London-headquartered BC Partners, which has just held a second close on its ninth fund at almost €6 billion, today agreed the acquisition of Com Hem with sellers the Carlyle Group and Providence Equity Partners.

At $2.7 billion, the deal ranks as the third biggest private equity deal in Europe this year after the buyouts of Securitas ($3.4 billion) and Spie ($3 billion), according to data provider Dealogic.

It is the third time a private equity firm has purchased the company, which was originally owned by Nordic firm EQT Partners before its sale to Carlyle and Providence.

BC, Carlyle and Providence confirmed the deal in a statement but declined to comment any financial terms.

BC has funded its successful bid for the company using capital from its latest fund, BC European Capital IX, which recently held a second close just shy of €6 billion, according to a source close to the firm.

Debt financing for the deal was provided by a large consortium of banks, comprising Goldman Sachs, Nordea, UBS, Deutsche Bank, Bank of America Merrill Lynch, and Morgan Stanley, a source close to the process said.

UBS and Goldman Sachs advised BC on its bid, with Dickson Minto and Lindahl providing legal advice.

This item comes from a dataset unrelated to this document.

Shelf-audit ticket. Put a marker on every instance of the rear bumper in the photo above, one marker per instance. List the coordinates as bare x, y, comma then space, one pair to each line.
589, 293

Deutsche Bank and Morgan Stanley ran the auction process for Carlyle and Providence. Mannheimer Swartling and Latham & Watkins provided legal advice to the vendors.

BC fought off stiff competition from a host of rivals, including Cinven – the only other private equity firm to make the final round of bidding – Nordic Capital, and CVC Capital Partners. The latter pair withdrew from the bidding earlier in the process.

Carlyle and Providence acquired Com Hem in early 2006 for about €1 billion, according to press reports at the time, purchasing the company in a secondary buyout from Stockholm-headquartered buyout firm EQT Partners, which had earlier paid SKr 2.2 billion for the company in 2003.

Providence and Carlyle merged Com Hem with UPC Sweden, which they acquired from Liberty Global a few months later.